Sometimes you can hear a whole lot about a band and then realize that you know nothing about their music. I’d heard a whole lot about Aleks and the Ramps’ live show – that they regularly come on stage in matching basketball uniforms, and that their sets include choreographed interpretative dance. They’ve even shot a “guerilla” music video for one of their songs at Charlton’s, an infamous karaoke bar in Melbourne which involved outlandish dance moves and frequent cuts to the bemused faces of Charlton’s regulars.

 

But with the release of their second album, Midnight Believer, Aleks is hoping that people will be talking about more than just their onstage antics – “as soon as you get known for something other than your music – and we became known as the basketball uniform band – then it’s a good time to stop!”

 

If anything, the band has mellowed out since their debut, Pisces vs Aquarius, which was almost schizophrenic in the abruptness of its changes.
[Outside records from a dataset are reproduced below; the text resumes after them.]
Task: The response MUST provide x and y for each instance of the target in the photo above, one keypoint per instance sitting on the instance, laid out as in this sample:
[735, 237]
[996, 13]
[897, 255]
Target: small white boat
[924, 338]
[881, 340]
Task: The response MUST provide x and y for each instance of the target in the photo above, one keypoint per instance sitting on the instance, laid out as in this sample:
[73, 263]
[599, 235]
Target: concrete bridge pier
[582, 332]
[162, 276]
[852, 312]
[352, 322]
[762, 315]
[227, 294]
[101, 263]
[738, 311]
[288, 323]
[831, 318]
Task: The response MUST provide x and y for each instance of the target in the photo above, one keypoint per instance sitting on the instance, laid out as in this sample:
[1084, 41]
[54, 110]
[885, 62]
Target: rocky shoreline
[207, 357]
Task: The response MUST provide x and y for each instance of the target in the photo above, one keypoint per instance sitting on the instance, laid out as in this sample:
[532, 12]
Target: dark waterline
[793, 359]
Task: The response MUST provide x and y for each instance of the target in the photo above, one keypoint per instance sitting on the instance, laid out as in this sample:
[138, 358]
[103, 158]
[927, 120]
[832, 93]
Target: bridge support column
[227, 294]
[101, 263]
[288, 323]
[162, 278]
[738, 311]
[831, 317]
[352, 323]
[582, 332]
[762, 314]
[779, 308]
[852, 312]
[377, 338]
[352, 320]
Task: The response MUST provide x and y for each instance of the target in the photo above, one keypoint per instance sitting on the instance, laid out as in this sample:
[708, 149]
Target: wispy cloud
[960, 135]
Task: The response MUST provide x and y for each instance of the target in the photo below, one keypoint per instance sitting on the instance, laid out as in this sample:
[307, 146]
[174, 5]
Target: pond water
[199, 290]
That’s one of the things Aleks was less than happy with on the last record – “we used to have no filtration process with our ideas – we’d just be like ‘well and then what happens?’”

 

The key to their sound – at times smooth and layered and at other times sharp and abrasive – lies in their musical process which brings together, rather than separates, the writing and recording phases. Aleks says that the process is one of “writing, recording, cutting and pasting and then shifting around.” And the live show isn’t separate either – songs are often demoed live before going back to Aleks shed for “the never ending overdub sessions”, which in turn affects how they play the track live – “[we realized” that maybe that guitar part isn’t as important as it used to be, because now there’s this new synth bit which we’ve learnt through doing the recording is more important.”

 

Not that the new album is a complete depature, “I do still like music that leaps from big to small, and goes places. But [instead we’re] trying to find where it’s fluid but still jarring – where it’s natural.”

 

As for their live show? They may have ditched the basketball uniforms but that doesn’t mean the gigs will be any less manic – “I just think that if you’re a band putting on a show, you should put on a show!”